Giving Compass’ Take:
• Tiffanie Harrison explains how Round Rock High School’s new Black Student Union is helping to train leaders, create community, and make positive changes.
• How can funders help to support student-led efforts to improve their schools?
• Learn how to support youth organizing.
I will never forget the day I arrived at school early for a Dragon Nation meeting to find two sweet Black girls waiting and eager for the meeting to begin. The girls sat on the left side of the room and by the time the meeting had started, 48 white students had filled in and sat opposite of them on the right side. Though Dragon Nation was ultimately a success at building community, this visual representation of racial division was a painful awakening that I will never forget. I saw the enthusiasm fade from the two girls’ faces as each time they raised their hands or spoke, white students talked over them. I remembered that feeling from my own education.

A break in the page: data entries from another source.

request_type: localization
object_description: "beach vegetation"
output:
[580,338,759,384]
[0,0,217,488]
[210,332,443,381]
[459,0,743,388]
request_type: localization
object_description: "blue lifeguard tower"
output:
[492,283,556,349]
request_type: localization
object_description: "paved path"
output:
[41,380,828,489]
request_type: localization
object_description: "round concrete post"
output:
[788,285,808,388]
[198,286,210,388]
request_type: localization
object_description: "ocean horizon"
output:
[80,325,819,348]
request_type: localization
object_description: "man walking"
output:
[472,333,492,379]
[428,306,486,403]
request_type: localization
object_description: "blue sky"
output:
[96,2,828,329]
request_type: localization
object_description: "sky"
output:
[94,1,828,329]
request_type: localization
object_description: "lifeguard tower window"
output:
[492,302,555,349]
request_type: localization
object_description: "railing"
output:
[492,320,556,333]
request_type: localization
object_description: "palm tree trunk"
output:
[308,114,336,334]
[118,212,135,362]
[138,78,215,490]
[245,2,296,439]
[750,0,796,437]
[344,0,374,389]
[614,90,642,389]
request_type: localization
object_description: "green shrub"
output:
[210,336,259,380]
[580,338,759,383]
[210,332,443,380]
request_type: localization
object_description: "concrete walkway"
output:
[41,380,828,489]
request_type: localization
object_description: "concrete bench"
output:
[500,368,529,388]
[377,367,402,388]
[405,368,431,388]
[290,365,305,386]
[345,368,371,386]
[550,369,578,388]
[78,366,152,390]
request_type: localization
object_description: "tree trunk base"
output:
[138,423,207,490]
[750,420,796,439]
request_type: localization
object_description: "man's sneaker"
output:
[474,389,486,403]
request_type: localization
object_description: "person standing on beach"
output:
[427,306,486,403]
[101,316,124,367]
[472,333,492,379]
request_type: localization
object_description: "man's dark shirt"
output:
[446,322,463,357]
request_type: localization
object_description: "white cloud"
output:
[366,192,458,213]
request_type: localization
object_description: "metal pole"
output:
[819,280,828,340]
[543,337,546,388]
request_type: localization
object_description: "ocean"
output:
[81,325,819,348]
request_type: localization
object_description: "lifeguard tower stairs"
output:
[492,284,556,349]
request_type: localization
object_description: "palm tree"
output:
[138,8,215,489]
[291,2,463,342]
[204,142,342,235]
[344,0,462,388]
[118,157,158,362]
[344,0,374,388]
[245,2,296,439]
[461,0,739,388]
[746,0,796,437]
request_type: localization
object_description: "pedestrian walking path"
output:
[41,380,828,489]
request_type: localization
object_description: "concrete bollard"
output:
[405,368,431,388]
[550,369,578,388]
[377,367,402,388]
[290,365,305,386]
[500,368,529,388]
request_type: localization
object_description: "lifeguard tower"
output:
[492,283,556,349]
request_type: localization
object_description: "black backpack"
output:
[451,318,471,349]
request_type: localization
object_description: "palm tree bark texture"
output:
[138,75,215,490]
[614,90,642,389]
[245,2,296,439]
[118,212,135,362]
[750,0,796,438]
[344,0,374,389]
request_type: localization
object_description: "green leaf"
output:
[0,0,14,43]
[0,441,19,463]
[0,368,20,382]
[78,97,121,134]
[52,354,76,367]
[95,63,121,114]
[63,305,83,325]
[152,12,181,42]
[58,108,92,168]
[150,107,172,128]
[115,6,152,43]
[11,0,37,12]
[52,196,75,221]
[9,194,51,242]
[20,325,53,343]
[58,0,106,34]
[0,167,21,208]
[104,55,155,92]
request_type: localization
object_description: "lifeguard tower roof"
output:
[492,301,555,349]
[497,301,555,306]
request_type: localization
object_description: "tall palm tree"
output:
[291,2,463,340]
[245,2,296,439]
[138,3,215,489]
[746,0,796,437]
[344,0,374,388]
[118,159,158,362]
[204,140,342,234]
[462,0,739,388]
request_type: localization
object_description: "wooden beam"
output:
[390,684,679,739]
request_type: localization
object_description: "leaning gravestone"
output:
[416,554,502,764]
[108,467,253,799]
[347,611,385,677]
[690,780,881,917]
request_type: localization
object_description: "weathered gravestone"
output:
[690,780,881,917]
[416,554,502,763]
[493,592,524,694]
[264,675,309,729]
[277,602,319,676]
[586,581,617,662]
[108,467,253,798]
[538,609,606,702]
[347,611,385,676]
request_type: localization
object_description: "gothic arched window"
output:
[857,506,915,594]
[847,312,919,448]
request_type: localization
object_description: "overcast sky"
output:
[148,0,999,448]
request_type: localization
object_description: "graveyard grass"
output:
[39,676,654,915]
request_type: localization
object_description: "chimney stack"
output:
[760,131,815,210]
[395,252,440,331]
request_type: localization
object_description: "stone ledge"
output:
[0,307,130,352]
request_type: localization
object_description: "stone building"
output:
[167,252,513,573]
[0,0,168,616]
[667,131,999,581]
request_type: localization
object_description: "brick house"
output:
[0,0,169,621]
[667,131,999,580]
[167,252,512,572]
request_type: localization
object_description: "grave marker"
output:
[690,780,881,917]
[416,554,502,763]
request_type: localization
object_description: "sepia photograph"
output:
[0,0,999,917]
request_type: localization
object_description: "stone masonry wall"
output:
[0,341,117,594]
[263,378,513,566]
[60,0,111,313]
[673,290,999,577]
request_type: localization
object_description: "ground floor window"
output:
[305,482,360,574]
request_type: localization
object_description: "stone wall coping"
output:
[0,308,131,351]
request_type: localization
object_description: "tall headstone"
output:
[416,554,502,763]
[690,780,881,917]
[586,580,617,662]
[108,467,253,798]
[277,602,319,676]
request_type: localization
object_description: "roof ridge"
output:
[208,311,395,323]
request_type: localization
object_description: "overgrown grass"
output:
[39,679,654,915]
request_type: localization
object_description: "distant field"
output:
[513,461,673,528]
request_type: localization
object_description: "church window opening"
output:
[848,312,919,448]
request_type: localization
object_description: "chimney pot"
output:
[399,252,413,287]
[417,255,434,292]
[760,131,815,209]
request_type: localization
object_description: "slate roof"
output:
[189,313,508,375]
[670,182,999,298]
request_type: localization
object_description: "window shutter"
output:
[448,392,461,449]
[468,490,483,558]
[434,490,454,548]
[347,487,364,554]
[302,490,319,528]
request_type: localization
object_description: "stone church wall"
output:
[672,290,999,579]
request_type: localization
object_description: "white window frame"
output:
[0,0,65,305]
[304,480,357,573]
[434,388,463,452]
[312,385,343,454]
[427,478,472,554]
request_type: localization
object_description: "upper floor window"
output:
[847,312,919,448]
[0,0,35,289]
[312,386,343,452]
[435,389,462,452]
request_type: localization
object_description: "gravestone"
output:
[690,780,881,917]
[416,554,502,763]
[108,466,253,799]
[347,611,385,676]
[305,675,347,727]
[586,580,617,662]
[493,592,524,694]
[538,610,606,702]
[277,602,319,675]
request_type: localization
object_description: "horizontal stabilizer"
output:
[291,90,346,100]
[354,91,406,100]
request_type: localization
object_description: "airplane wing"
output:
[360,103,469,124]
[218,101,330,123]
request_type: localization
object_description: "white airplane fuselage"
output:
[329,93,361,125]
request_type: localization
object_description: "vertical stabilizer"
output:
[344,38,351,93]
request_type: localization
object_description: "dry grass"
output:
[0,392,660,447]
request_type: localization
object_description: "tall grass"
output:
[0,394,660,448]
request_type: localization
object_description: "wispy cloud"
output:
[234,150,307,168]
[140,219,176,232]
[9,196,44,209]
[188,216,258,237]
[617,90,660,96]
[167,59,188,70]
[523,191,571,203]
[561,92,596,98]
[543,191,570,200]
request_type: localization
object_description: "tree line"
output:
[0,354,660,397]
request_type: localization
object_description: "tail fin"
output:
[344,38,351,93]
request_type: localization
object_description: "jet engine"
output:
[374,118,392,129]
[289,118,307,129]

I started to notice similar behavior everywhere I looked.
Then, in the summer of 2017, another student, Micah Moore, approached me. She had attended a women’s leadership camp and left wanting to form a Black Student Union (BSU), an organization that had not existed at Round Rock High since a six-month attempt back in 1982. Micah needed a faculty sponsor. I agreed immediately and brought an additional sponsor on board.
“This space is open to everyone, it just prioritizes Blackness for 50 minutes at a time,” Micah said at the first BSU meeting, to a full room of students. At our weekly community circle, we cover hot topics like the recent college admissions scandal. In our first year, we printed 217 posters of lesser-known heroes in Black history and provided one per classroom in our school. We plan viewings and discussions for films like “Black Panther” and “The Hate U Give” and bring in guest speakers like Rodney Page, the first Black head coach of a collegiate team in the South. We partner with organizations like Texas Appleseed, Undoing Racism Round Rock and the Round Rock Black Parent Association.
We are raising a new crop of leaders. Students have advocated at the district level to hire more teachers of color and more counselors than cops, and at the state level to address disproportionate discipline. Parents of color have come together to learn and support. When students were not being provided information about Historically Black Colleges and Universities at school, parents decided to put on an HBCU fair to fill the gap. There are now five active BSUs across our district and several more campuses who are interested in forming their own Black Student Union.